Pourquoi ? Parce que lors de conflit, on pense souvent que l’autre a de mauvaises intentions envers nous. Par défaut, on se dit que si on a du mal à collaborer avec une équipe, c’est qu’elle n’y met pas du sien, qu’elle a des intentions malveillantes, qu’elle ne la joue pas collectif…  

Si vous essayez d’aligner les objectifs mais que chaque équipe reste persuadée que c’est de la faute de l’autre, ça sera un coup d’épée dans l’eau.  

La solution c’est de changer de point de vue sur l’autre.  

En cas d’incompréhension ou de désaccord, on ne peut pas connaître les intentions de l’autre. Même si on en est persuadé… on ne peut pas savoir pourquoi l’équipe réagit comme ça. 

Alors il y a deux façons de réagir :  

  • Continuer de prêter à l’autre des intentions mauvaises : c’est le procès d’intention. 
  • Accepter qu’elle a sûrement de bonnes raisons d’agir comme ça : c’est le crédit d’intention. 

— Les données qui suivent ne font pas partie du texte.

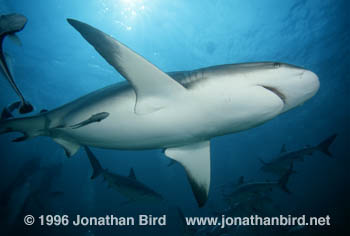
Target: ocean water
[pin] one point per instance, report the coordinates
(55, 65)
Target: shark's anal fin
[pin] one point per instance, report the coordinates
(195, 158)
(95, 164)
(153, 87)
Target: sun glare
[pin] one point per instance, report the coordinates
(126, 11)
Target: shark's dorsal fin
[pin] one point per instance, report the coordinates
(154, 88)
(283, 149)
(132, 174)
(195, 158)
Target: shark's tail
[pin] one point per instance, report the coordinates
(324, 145)
(283, 181)
(95, 164)
(12, 23)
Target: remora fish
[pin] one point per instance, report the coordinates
(128, 186)
(94, 118)
(9, 25)
(178, 112)
(280, 164)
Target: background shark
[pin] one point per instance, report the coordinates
(9, 25)
(144, 113)
(128, 186)
(281, 164)
(246, 191)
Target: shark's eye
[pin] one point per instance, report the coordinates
(276, 65)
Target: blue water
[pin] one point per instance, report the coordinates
(55, 65)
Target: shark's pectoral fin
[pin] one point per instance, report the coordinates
(153, 87)
(70, 147)
(195, 158)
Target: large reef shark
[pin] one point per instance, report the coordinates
(9, 25)
(179, 112)
(128, 186)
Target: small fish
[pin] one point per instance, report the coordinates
(9, 25)
(94, 118)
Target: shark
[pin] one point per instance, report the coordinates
(9, 25)
(279, 165)
(128, 186)
(178, 112)
(253, 190)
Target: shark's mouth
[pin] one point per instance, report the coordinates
(277, 92)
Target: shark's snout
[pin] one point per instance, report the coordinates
(312, 84)
(300, 89)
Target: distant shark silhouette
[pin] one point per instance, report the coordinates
(280, 164)
(178, 112)
(9, 25)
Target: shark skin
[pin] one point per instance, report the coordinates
(178, 112)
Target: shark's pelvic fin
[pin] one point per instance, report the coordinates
(70, 147)
(195, 158)
(132, 174)
(153, 87)
(95, 164)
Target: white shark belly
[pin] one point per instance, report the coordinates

Le crédit d’intention c’est une posture qui consiste à assumer qu’on ne connaît pas les intentions de nos interlocuteurs, qu’on ne les connaîtra jamais complètement ; mais on part du principe que ses intentions sont bonnes. C’est-à-dire que l’équipe agit certainement pour le bien de l’activité. 

Et c’est pratique car on change complètement de regard sur l’autre même sans connaître ses intentions !  

Les bénéfices d’avoir ce point de vue sur la situation sont magiques car ils apaisent rapidement les interactions : on questionne l’autre davantage, on évite des dialogues de sourds, on arrête d’anticiper les réponses de l’autre… donc plus de fluidité dans les échanges, plus de rapidité dans les décisions.  

C’est aux managers responsables de promouvoir cette attitude, et de montrer l’exemple. Parce que bien souvent, les défauts d’alignement entre deux équipes commencent tout en haut.